Given the very heavy needs being pressed upon their store of clinical data, Skarulis and her colleagues brought “a good portion of that data, a subset that is expanding monthly, into a Web-based portal for all our clinicians, administrators, and researchers.” The HIPAA-compliant process facilitates de-identified data extraction for anyone with an MSKCC e-mail address. In order for a clinician or researcher to obtain identified data, they have to go through a detailed approval process (physicians currently involved in clinical trials are the usual types of individuals requesting such data). For a patient care organization whose clinicians are highly specialized and have many patients in clinical trials (MSKCC patients and physicians were currently participating in 496 clinical trials as of press time), such appropriate data facilitation can be extremely important.
And it's all about serving the needs of the organization, its clinicians, and its patients, Skarulis underscores.
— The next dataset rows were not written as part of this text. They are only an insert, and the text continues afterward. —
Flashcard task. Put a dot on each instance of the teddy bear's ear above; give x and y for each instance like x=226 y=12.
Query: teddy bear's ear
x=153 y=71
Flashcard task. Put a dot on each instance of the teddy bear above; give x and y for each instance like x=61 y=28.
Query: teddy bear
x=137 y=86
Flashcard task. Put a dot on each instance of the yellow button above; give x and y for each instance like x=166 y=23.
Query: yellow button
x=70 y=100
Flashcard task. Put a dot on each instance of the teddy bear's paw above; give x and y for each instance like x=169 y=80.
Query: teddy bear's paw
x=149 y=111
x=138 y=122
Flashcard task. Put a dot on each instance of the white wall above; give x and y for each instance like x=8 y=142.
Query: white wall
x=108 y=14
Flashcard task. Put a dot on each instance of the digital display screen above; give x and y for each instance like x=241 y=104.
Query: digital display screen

That theme also carries through to another change she is proud of, which is helping to create what she calls “an innovative operating environment” for surgeons at MSKCC. Surgeons now are able to make use of broadcast-quality video production for real-time transmission of surgeries. This is far more than just window-dressing; that technology was used recently to facilitate the training of physicians in New Zealand, who were able to observe surgeries at MSKCC in real time, literally half a world away. The technology is available at any time, Skarulis reports, adding that she and her colleagues are still exploring a wide variety of potential future applications for it.
As for her management style, Skarulis offers that simply being herself (which includes being straightforward, candid, and no-nonsense) has always stood her in good stead in her professional life.
What's more, she says, “I love working with our doctors and nurses and hospital administrators. It's something I totally enjoy. And I love to dialogue with the doctors in terms of how they're using technology, what their suggestions are. I think that how you feel about what you're doing shows. It's about being interested in their perspectives, and it's about constantly listening and asking.”
Some information executives might be intimidated by the international-level prominence of the specialist physicians at an institution like Memorial Sloan-Kettering, but Skarulis is not one of them. Her natural, easy self-confidence dovetails perfectly with her genuine interest in the clinicians and in what interests them. And it comes into play seamlessly as she and her IT colleagues regularly share their work in progress with the organization's doctors, making sure to get their feedback before tools and systems are completed.
But beyond such strategies, Skarulis says her key advice to other CIOs who would like to be successful in an academic medical setting (or any clinical setting) is this: “Some CIOs are intimidated by the doctors — some almost seem to be afraid of them — and then they don't dialogue, and things get worse and worse over time.”
Being oneself and engaging with the physicians at their level (and armed with as much knowledge as possible) will always put a CIO on good footing, she urges.
Such attitudes also extend to Skarulis's management innovations. Asked about examples of creative approaches to management, she mentions having instituted the quarterly “coffee with the CIO” session about four years ago.“It's not a gripe session, it's just a dialogue,” she explains, and adds that each “coffee” meeting is designated for a particular type of employee, for example, management- and non-management-level staff members. The coffees have worked out beautifully, she says, and have helped enhance the open-door policy she has striven to maintain.
Skarulis adds that there's one more very fundamental piece of advice she'd offer other CIOs: “Wind up at a great organization. That to me has been a great contributor to whatever success I've had in my career.”